Next check that the time being updated on the GUI is UTC. If it is a few minutes wrong, check the time on dimmserver using the "date" command and force sync to ntpserver2 or 3 if necessary. Put this info in a fault report. If it the GUI time is exactly 1 hour wrong, report it as a Fault.
Stop Loop , wait for parking to complete and Start Loop again is a reasonable response to bad pointing, if none of the above clarify the problem.
Failures while monitor is running:
-
If the GUI freezes, i.e. is unresponsive, preventing any shutdown commands being sent to Server, don't panic! The Dome can be closed and the monitor left running until tracking automatically stops. However, control may be recoverable and a clean shutdown carried out, by starting a second GUI (on the same machine or another, see Start Client, point 3 above). From this second GUI, the Stop Loop and Park commands can be sent, but please note the Server needs to be restarted following a Park. See GUI operations, points 4 and 5 above.
-
If the Server window freezes, check how long the program has been searching for a star without result. If this has accumulated about 1 hour, the cause of this crash is likely to be the memory leak. Requires note only a hard restart of PC but also a reset of the focuser.
If however the Server terminates, returning the prompt, while the telescope is slewing or tracking, it can be restarted without difficulty. The monitor processes will have stopped during the crash, but the mount will finish the slew and continue tracking and its new status will be read by the Server. The GUI, once restarted should work as before.
Server termination error messages
- Message
Terminate after throwing an instance of 'std_out_of_range' what( ):vector::_M_range_check:__n where n os a very large number. This is caused by low flux found in 1 image during analysis and can be caused by bad seeing on a fainter star such as Alpheratz or Regulus.
- Solution: Exit GUI, Restart Server then GUI, press [Start Loop]
- Message
Calculated box out of ccd dimensions, stopping machine . Caused by failing to find one of the star images during the centering phase during cloud or bad seeing on a fainter star.
- Solution: Exit GUI, Restart Server then GUI, press [Start Loop]
terminate called after throwing an instance of boost_exception_detail::clone_impl<.... - crash in calculation phase, probably caused by a missing image.
- Solution: Exit GUI, Restart Server then GUI, press [Start Loop]
- The above crashes may also be caused if the Focuser has failed for a long time to correct the focus. The Server will not be crashed by a Timeout on the focuser itself. If you see errors in the Server related to Focuser or otherwise suspect problems with it, you should check the Delta centroid plot in the
R2D2 Chart web page. The red points show the mean_y value and should be in the range -15 to -25. If they are not, the data quality may be affected and would require a reset of the Focuser.
- mvIMPACT::acquire::EValTooSmall - communication problem with USB camera. May require a reboot, see below.

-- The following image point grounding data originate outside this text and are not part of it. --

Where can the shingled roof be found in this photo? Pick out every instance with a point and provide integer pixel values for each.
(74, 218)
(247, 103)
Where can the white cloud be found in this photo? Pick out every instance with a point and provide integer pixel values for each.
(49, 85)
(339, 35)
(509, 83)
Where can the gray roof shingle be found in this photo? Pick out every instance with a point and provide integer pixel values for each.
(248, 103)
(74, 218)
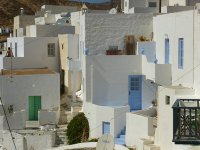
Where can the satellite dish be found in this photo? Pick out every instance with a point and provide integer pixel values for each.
(113, 11)
(106, 142)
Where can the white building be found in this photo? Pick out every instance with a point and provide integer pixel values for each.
(107, 80)
(30, 97)
(32, 52)
(20, 23)
(177, 72)
(140, 6)
(69, 54)
(99, 31)
(48, 30)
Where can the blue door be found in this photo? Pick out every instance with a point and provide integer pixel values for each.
(167, 51)
(106, 127)
(135, 92)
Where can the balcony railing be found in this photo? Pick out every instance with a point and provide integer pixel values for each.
(186, 121)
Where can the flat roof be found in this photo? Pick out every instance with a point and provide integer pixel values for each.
(27, 72)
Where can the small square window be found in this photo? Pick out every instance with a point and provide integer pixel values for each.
(51, 49)
(152, 4)
(113, 47)
(125, 4)
(167, 100)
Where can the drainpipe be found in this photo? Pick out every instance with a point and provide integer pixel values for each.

Initialization of hardware:
Soft Reboot of Dimmserver PC:
> sudo reboot (enter password)
This will not cause the focuser to lose its parameters or position.
Hard Restart of Dimmersver PC:
This is the only way to recover from a PC fatal crash, e.g., caused by the memory leak (see top of page). The Hard Reset appears to result in the focuser resetting its position to 0 (although physically it has not moved) and in losing its software settings, requiring the reset described here.
- Browse to URL masspdu.ing.iac.es and enter using apc/apc
- Click Device Manager tab
- Click Control (left menu)
- From Control Action menu, select "Reboot Immediate"
- Tick outlet no. 7, dimmserver PC power (currently
on)
- Click Next button
- Click Accpt having checked action says "dimmserver PC
power selected for Reboot Immediate"
- After about 1 minute, the PC will be up again and
accepting logins
- Log off APC connection (to allow other users to log in)
Shutdown and Restart of Mount
control box:
- Soft shutdown of Mount control box using handset:
- Menu button, navigate with arrow keys (top right of main
keypad) down to Settings submenu, Enter
- Navigate down to bottom using arrow keys - last item ,
Shutdown Mount, Enter
- Press Enter again to confirm
OR
- Hard reset by holding down rocker switch on unit for 10
seconds to power down
- Wait 30 seconds before startup
- Power up by pressing rocker switch on unit for 1 second to
|